The University of Michigan is both a collection of a vast number of people and a collection of a vast number of buildings, many of them very expensive and technologically sophisticated. Virtually all of the buildings on campus, from the oldest to the newest, were built with state and/or federal funds; i.e., monies from taxpayers.
If privatization occurs, who are the owners? Who gets to select the owners? Is it simply a case of whoever has the most money gets to buy in? If it's owned by shareholders, is it through common, publicly-available stock, or privately-held shares?
And more directly, if taxpayers have financed the design and construction of the physical assets of the institution, who gets reimbursed by the new owners? Is the money returned to the state and federal coffers, or directly to those taxpayers who have contributed via their taxes? Or will it be like what was done after the demise of the old Soviet Union, where state assets were basically stripped away for kopeks on the ruble by the wealthy and the connected?
The singular identify of the University of Michigan is that it has always been one of the very best public institutions in the nation and world, and as such has always had to respond to a broad range of goals and constraints and demands which are nominally characterized as being in the "public" sphere. Privatization would effectively mean the end of that identity.

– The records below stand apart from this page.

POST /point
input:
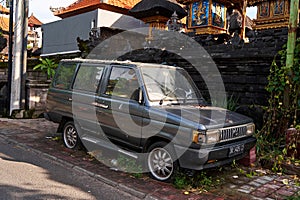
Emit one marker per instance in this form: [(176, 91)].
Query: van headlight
[(209, 137), (213, 136), (250, 129)]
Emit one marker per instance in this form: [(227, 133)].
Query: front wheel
[(70, 136), (161, 161)]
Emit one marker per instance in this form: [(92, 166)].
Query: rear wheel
[(161, 161), (70, 136)]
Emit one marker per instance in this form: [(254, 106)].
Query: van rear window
[(64, 75), (88, 77)]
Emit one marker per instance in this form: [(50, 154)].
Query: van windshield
[(170, 85)]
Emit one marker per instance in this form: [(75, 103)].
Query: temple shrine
[(83, 6), (271, 14)]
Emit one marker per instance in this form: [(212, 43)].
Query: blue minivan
[(145, 110)]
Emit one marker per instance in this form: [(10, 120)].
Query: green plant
[(129, 165), (199, 180), (284, 89), (47, 66)]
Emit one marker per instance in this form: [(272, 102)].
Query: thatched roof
[(147, 8)]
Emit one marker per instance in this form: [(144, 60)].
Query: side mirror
[(137, 95)]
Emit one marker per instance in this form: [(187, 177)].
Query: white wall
[(60, 37)]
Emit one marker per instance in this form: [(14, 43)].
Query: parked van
[(145, 109)]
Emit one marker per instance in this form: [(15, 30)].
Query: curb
[(58, 161)]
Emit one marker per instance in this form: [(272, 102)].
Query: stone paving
[(39, 136)]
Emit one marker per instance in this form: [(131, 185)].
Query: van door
[(118, 109), (85, 88)]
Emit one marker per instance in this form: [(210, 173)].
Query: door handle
[(100, 105)]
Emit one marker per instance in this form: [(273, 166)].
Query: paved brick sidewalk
[(38, 135)]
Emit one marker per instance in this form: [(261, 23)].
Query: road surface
[(26, 175)]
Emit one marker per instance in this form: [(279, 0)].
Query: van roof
[(127, 62)]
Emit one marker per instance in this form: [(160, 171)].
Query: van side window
[(88, 77), (64, 75), (122, 83)]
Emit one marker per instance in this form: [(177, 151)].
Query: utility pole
[(10, 56), (20, 57), (291, 43)]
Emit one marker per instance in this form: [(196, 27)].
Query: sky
[(41, 9)]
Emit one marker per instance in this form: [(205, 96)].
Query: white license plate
[(235, 150)]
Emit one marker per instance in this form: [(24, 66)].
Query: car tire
[(161, 162), (70, 136)]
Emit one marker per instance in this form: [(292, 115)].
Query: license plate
[(235, 150)]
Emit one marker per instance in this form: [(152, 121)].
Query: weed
[(200, 181), (129, 165)]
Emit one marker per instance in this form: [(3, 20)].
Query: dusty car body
[(148, 109)]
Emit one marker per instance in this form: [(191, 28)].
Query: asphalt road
[(25, 175)]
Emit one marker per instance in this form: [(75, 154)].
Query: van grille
[(233, 132)]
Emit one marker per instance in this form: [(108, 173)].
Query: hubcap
[(160, 164), (70, 137)]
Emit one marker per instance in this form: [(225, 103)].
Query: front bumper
[(198, 159)]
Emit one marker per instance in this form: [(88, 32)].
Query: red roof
[(34, 22), (82, 6)]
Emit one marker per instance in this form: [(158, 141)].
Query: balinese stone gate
[(244, 68), (35, 91)]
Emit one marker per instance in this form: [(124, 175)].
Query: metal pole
[(294, 6), (10, 56)]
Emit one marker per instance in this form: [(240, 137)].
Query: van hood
[(210, 117)]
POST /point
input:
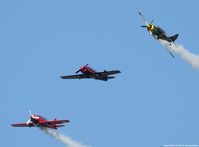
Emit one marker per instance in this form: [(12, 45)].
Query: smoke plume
[(191, 58), (62, 138)]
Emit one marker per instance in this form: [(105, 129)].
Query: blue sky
[(154, 101)]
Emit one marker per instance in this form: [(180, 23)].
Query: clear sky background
[(153, 102)]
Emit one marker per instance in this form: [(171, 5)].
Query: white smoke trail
[(191, 58), (61, 137)]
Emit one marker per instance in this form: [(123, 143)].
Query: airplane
[(39, 121), (157, 32), (88, 72)]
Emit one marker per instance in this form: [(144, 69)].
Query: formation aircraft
[(88, 72), (39, 121), (157, 32)]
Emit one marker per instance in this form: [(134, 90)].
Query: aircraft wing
[(23, 125), (78, 76), (107, 73), (53, 122)]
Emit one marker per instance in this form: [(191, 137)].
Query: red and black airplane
[(88, 72), (39, 121)]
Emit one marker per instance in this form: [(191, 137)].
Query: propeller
[(80, 68), (147, 24)]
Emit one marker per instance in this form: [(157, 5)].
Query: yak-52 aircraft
[(39, 121), (157, 32), (88, 72)]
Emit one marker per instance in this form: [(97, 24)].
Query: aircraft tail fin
[(111, 77), (174, 37)]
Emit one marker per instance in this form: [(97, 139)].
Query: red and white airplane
[(39, 121), (88, 72)]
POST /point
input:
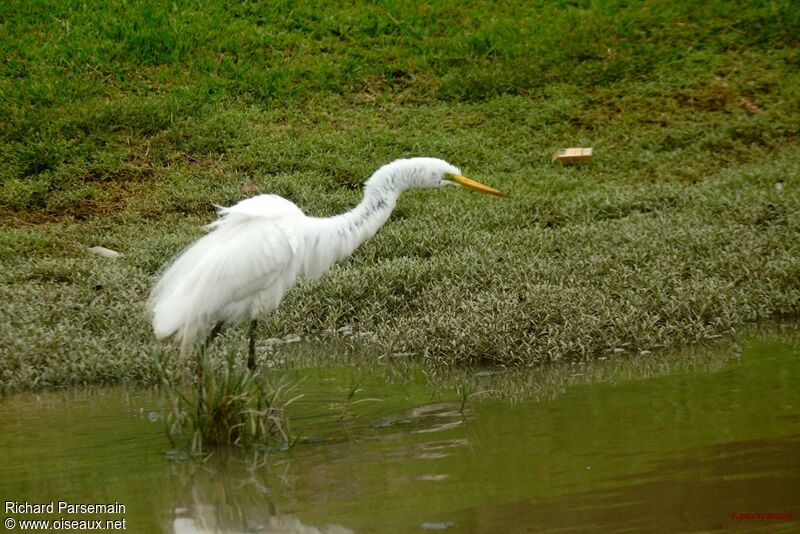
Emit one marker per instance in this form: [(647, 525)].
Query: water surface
[(651, 445)]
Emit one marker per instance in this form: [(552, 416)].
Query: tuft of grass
[(228, 405)]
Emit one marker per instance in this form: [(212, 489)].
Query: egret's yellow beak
[(477, 186)]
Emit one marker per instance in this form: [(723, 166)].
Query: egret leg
[(215, 331), (251, 355)]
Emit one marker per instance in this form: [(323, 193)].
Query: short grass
[(122, 123)]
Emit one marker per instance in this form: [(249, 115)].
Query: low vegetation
[(123, 123)]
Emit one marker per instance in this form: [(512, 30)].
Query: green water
[(654, 444)]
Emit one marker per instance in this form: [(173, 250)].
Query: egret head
[(427, 173)]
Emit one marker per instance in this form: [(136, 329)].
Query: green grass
[(121, 124)]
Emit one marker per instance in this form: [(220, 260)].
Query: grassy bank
[(122, 123)]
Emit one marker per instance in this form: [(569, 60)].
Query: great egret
[(257, 248)]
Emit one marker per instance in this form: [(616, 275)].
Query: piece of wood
[(572, 156)]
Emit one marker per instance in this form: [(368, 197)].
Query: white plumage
[(257, 248)]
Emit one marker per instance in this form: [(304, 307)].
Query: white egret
[(257, 248)]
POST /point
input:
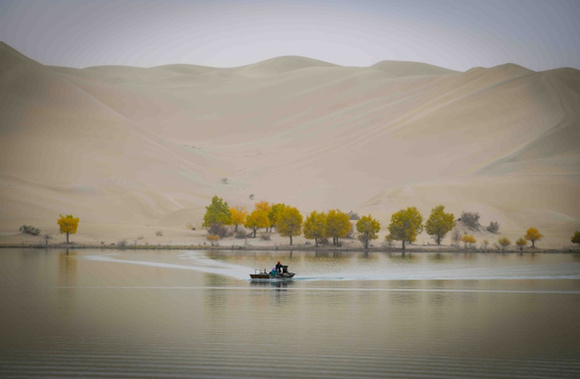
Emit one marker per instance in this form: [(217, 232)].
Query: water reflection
[(349, 315), (67, 281)]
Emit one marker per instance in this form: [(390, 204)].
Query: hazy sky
[(456, 34)]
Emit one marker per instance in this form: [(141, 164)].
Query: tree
[(455, 236), (68, 224), (238, 216), (576, 237), (439, 223), (29, 229), (471, 220), (405, 225), (218, 212), (521, 243), (315, 226), (493, 227), (257, 219), (504, 243), (484, 244), (533, 235), (290, 223), (337, 225), (274, 214), (263, 206), (468, 239), (367, 228)]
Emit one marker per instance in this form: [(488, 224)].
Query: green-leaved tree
[(290, 223), (315, 226), (368, 229), (337, 225), (439, 223), (405, 225), (218, 212)]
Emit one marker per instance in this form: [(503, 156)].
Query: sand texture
[(131, 151)]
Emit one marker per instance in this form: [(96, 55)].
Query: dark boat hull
[(284, 276)]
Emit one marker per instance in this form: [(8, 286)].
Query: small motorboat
[(265, 274)]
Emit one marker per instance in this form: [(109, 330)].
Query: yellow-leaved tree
[(290, 223), (68, 224), (315, 226), (504, 243), (533, 235), (238, 216), (337, 225)]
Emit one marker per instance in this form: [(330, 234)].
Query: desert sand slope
[(148, 147)]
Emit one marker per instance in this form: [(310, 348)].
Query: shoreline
[(307, 248)]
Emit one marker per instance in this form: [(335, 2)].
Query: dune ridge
[(143, 148)]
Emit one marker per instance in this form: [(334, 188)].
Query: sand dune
[(142, 148)]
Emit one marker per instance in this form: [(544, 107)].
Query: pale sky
[(456, 34)]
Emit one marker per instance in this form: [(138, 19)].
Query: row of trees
[(405, 225), (532, 234)]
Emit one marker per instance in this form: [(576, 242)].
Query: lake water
[(92, 313)]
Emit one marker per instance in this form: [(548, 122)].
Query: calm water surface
[(93, 313)]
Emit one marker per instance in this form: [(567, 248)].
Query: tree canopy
[(315, 226), (275, 212), (367, 228), (257, 219), (521, 243), (290, 223), (576, 237), (439, 223), (218, 212), (468, 239), (504, 242), (533, 235), (337, 225), (68, 224), (239, 215), (405, 225)]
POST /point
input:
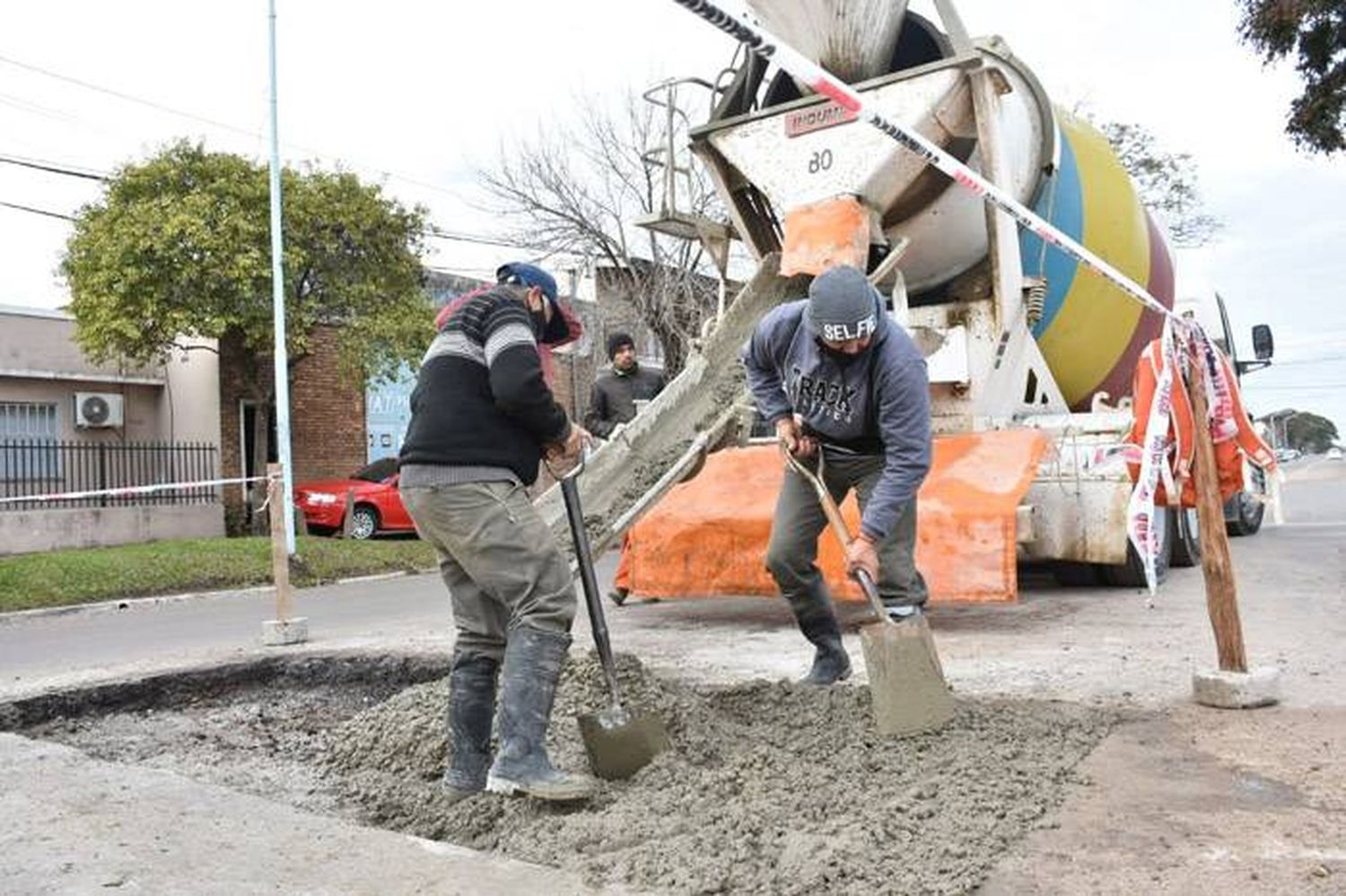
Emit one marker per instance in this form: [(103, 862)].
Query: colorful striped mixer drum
[(1089, 333)]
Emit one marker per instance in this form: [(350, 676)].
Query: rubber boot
[(471, 707), (831, 662), (532, 667)]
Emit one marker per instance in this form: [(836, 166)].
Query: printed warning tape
[(1141, 509), (132, 490), (745, 29)]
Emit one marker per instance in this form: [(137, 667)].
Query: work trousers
[(498, 559), (799, 521)]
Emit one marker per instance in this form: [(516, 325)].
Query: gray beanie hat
[(843, 304)]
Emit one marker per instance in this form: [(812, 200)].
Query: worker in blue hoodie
[(835, 374)]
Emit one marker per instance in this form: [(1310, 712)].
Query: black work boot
[(532, 667), (471, 707), (831, 662)]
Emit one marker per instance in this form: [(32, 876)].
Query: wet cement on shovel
[(769, 787)]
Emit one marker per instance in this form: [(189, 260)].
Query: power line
[(126, 96), (213, 123), (37, 212), (51, 167)]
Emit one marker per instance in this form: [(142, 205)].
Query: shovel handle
[(839, 529), (589, 581)]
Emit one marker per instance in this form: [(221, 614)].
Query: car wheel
[(1248, 514), (363, 522), (1187, 538)]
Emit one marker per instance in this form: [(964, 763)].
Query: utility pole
[(277, 296)]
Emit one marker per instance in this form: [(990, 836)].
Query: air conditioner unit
[(97, 409)]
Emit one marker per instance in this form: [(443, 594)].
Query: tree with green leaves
[(179, 247), (1315, 32)]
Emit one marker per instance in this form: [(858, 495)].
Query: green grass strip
[(64, 578)]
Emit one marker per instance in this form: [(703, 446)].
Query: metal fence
[(46, 465)]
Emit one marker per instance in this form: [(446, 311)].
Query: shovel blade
[(621, 744), (906, 680)]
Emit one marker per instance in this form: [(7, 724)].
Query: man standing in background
[(616, 390)]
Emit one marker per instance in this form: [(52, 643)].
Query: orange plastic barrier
[(708, 535)]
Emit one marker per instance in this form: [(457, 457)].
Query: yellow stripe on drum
[(1096, 320)]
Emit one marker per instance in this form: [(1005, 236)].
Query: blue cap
[(525, 274), (528, 274)]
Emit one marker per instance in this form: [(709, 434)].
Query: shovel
[(618, 742), (906, 680)]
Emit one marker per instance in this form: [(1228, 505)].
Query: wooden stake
[(279, 554), (349, 519), (1221, 594)]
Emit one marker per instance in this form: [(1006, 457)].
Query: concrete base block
[(276, 632), (1237, 691)]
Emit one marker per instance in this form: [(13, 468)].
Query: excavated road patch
[(770, 787)]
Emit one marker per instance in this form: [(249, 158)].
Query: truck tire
[(1186, 540), (1132, 573), (1246, 514)]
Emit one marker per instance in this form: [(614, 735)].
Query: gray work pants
[(498, 559), (800, 519)]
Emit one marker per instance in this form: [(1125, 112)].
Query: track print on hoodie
[(813, 397)]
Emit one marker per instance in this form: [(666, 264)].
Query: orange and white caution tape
[(1154, 457)]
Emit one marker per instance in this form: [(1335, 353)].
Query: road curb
[(121, 605)]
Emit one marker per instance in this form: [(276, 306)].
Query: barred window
[(26, 430)]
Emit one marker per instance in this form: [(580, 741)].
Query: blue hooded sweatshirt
[(878, 404)]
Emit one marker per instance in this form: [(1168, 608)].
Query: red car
[(379, 508)]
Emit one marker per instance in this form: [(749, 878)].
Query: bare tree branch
[(579, 188)]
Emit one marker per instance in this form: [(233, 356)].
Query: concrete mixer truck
[(1020, 338)]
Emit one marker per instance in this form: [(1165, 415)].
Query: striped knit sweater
[(481, 398)]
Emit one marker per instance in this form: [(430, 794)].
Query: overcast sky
[(419, 94)]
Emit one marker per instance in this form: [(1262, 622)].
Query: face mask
[(538, 322), (840, 358)]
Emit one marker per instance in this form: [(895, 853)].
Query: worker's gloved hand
[(788, 433), (563, 457), (863, 554)]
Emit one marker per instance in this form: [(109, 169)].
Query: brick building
[(328, 433)]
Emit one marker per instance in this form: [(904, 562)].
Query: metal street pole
[(277, 296)]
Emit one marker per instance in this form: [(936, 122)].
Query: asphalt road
[(726, 638)]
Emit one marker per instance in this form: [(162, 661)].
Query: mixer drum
[(1089, 333)]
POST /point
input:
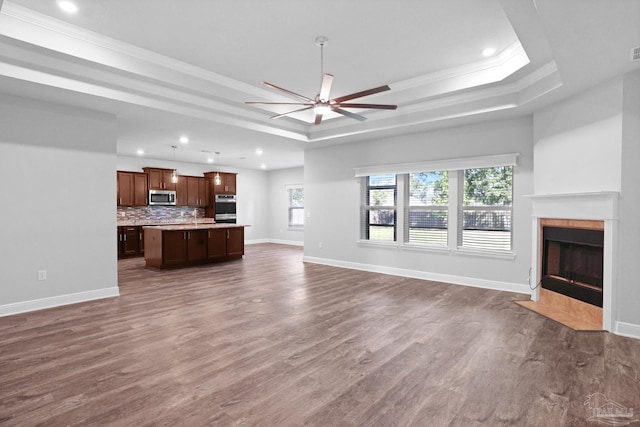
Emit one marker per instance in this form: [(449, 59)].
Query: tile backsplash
[(158, 213)]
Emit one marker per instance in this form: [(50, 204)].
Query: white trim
[(286, 242), (601, 206), (379, 243), (276, 241), (56, 301), (439, 165), (256, 241), (293, 186), (425, 275), (627, 330)]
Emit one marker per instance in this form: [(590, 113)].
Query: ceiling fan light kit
[(323, 104)]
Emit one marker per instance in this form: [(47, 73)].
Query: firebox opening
[(572, 263)]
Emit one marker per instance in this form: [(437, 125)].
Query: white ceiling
[(169, 68)]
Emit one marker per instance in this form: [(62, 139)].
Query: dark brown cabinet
[(159, 179), (217, 243), (196, 245), (132, 189), (181, 191), (130, 241), (191, 191), (174, 248), (196, 191), (227, 183), (235, 241)]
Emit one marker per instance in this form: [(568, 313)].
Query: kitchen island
[(175, 246)]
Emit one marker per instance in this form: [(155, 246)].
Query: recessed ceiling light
[(489, 51), (67, 6)]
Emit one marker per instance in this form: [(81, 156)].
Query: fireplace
[(572, 262)]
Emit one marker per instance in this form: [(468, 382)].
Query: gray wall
[(57, 166), (591, 143), (333, 203), (629, 205)]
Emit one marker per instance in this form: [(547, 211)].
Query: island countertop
[(192, 226)]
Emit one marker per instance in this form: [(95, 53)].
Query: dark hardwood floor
[(271, 341)]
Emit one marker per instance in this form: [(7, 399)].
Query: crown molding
[(130, 74)]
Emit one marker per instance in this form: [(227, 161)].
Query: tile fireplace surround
[(599, 206)]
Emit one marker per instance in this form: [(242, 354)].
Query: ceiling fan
[(322, 103)]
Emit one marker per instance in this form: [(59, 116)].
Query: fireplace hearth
[(572, 263)]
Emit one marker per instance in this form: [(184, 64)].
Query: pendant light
[(174, 174), (217, 180)]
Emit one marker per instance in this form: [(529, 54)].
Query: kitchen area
[(177, 220)]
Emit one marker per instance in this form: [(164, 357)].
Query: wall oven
[(162, 197), (225, 208)]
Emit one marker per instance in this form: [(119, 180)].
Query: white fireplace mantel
[(602, 206)]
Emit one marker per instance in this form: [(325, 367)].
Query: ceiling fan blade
[(276, 103), (296, 95), (277, 116), (349, 114), (325, 88), (378, 106), (363, 93)]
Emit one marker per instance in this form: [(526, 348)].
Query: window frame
[(408, 208), (366, 208), (455, 168)]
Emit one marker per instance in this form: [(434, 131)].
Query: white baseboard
[(50, 302), (627, 330), (287, 242), (424, 275), (277, 241), (256, 241)]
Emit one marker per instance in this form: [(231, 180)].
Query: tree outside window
[(487, 208), (296, 207), (427, 210)]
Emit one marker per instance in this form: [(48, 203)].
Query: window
[(426, 220), (461, 206), (296, 207), (379, 208), (485, 214)]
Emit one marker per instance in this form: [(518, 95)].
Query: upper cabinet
[(160, 179), (132, 189), (191, 191), (226, 185)]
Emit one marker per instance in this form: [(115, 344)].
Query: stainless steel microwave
[(162, 197)]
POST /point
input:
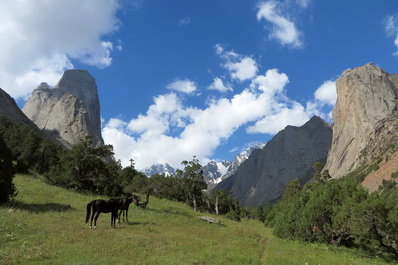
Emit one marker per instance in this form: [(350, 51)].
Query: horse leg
[(95, 218), (118, 216), (93, 212), (113, 218)]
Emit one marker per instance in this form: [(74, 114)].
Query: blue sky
[(179, 78)]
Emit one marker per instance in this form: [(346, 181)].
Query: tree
[(193, 180), (83, 168), (7, 188)]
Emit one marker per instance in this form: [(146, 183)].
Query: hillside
[(290, 154), (375, 179), (45, 225)]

Last year Mary Sue Coleman was brought into my Philosophy class because my teacher worked for her as an advisor. She was asked the question of UM going private and said that UM would not be going private. Obviously things can change and she probably wouldnt have told us, even if there were plans in motion but FWIW, she said there were no plans to become private.
There is almost no chance that Michigan will privatize anytime in the foreseeable future. MSC seems set against it, so it unlikely to even be seriously considered until there is a new President, which hopefully won't be for some time. More importantly, given the difficulty of the process, involving public approval, the chances of the state willingly abandoning its flagship public University and voters giving up the chance for their children to have a significantly decreased tuition is laughable. Barring another economic crisis for the state, UM won't privatize.
This is all unfortunate, however, as the University would be in a far more competitive position if it were to privatize. Right now, the University is held back by its status as a "public" institution and its dedication to accept a certain percentage of in-state students. Michigan would be in a stronger position if it could accept its applicants based on merit, not where they are from. Michigan's acceptance rate is obnoxiously high because it is a public school. If you don't believe this would help Michigan, compare its undergraduate reputation to that of its professional and graduate programs, where in-state status matters much less. Furthermore, Michigan privatizing does not mean we will be losing students to MSU. Michigan is a much better school than MSU - we could still lure the best students from Michigan with the generous financial aid that could be offered if tuition prices were higher across the board.
But will the University go pubic? I think that's the biggest question.